I believe you're the only one that can see the individual rep points on your profile with the comments and all. We can only see the rep bar under your name to the left of your posts.


----------



## apbtmom76 (Nov 4, 2008)

ah ha thanks baha.


----------



## American_Pit13 (Apr 23, 2007)

bahamutt99 said:


> I believe you're the only one that can see the individual rep points on your profile with the comments and all. We can only see the rep bar under your name to the left of your posts.


To add red rep will not just show up on your bar. I don't know how much red it takes to make it show up but I have several red rep from a Colby thread lol. But never showed up because I have to much good rep that out ways it. Only shows up on my profile.


----------



## Marty (Dec 10, 2005)

Members... you can only see your red reps in your user control panel not your post 

Click on user CP at the top left of the page and scroll down


----------



## bahamutt99 (May 14, 2008)

american_pit13 said:


> To add red rep will not just show up on your bar. I don't know how much red it takes to make it show up but I have several red rep from a Colby thread lol. But never showed up because I have to much good rep that out ways it. Only shows up on my profile.

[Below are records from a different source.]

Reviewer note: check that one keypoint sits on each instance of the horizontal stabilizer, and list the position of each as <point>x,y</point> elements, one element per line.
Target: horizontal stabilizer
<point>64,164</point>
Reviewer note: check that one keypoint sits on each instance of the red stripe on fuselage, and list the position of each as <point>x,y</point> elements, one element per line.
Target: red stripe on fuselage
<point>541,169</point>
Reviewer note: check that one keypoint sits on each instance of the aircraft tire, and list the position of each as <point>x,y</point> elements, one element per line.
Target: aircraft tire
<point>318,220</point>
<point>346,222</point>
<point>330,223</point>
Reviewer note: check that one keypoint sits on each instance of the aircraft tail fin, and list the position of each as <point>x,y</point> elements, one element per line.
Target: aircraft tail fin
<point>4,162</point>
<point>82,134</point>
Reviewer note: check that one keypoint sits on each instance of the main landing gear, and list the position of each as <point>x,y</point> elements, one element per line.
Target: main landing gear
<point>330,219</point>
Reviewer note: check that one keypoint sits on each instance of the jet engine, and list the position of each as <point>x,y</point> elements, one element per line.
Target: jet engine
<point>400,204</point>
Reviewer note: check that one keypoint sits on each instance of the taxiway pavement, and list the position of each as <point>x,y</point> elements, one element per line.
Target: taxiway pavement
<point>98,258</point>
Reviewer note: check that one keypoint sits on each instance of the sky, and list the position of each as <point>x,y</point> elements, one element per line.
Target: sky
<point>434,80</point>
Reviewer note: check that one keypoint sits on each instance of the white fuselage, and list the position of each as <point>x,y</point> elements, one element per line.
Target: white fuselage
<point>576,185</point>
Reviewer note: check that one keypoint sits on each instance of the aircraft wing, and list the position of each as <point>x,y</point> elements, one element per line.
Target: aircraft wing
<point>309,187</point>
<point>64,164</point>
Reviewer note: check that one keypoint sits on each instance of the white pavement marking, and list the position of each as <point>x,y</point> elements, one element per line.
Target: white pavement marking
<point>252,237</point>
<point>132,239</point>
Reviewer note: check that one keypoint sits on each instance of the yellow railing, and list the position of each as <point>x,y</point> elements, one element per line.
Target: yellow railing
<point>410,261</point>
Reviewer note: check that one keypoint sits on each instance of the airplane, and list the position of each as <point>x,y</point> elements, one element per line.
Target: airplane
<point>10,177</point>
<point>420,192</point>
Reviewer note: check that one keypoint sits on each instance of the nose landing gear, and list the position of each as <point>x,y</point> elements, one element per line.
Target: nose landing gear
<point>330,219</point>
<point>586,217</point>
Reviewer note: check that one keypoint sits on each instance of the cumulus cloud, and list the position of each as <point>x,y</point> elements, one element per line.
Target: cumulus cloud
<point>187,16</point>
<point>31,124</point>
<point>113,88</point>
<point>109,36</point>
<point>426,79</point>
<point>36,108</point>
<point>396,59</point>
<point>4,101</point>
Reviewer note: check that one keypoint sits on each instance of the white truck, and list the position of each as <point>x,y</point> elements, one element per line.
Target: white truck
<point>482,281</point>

Red rep takes away a square from the rep bar. If you got nothing but red reps without any green reps, your bar would start showing red squares. If you got 10 green reps and got your rep bar way up there, but then started getting red reps, your bar would start going back down. The point that I was making to APBTmom is that we members cannot look at your profile and see the listing of your reps. We can only see your rep bar, which represents the total sum of the rep you've accumulated.


----------



## American_Pit13 (Apr 23, 2007)

bahamutt99 said:


> Red rep takes away a square from the rep bar. If you got nothing but red reps without any green reps, your bar would start showing red squares. If you got 10 green reps and got your rep bar way up there, but then started getting red reps, your bar would start going back down. The point that I was making to APBTmom is that we members cannot look at your profile and see the listing of your reps. We can only see your rep bar, which represents the total sum of the rep you've accumulated.


Yeah I know what you where saying. I was just adding why her red rep doesn't show up to us.


----------



## intensive (Apr 22, 2008)

haha i only have green, sweet. i didnt even know those were there


----------



## bullybabe (Mar 2, 2006)

I have green ones and 2 purple ones..... I am horrible at given rep points.... I will def do better.


----------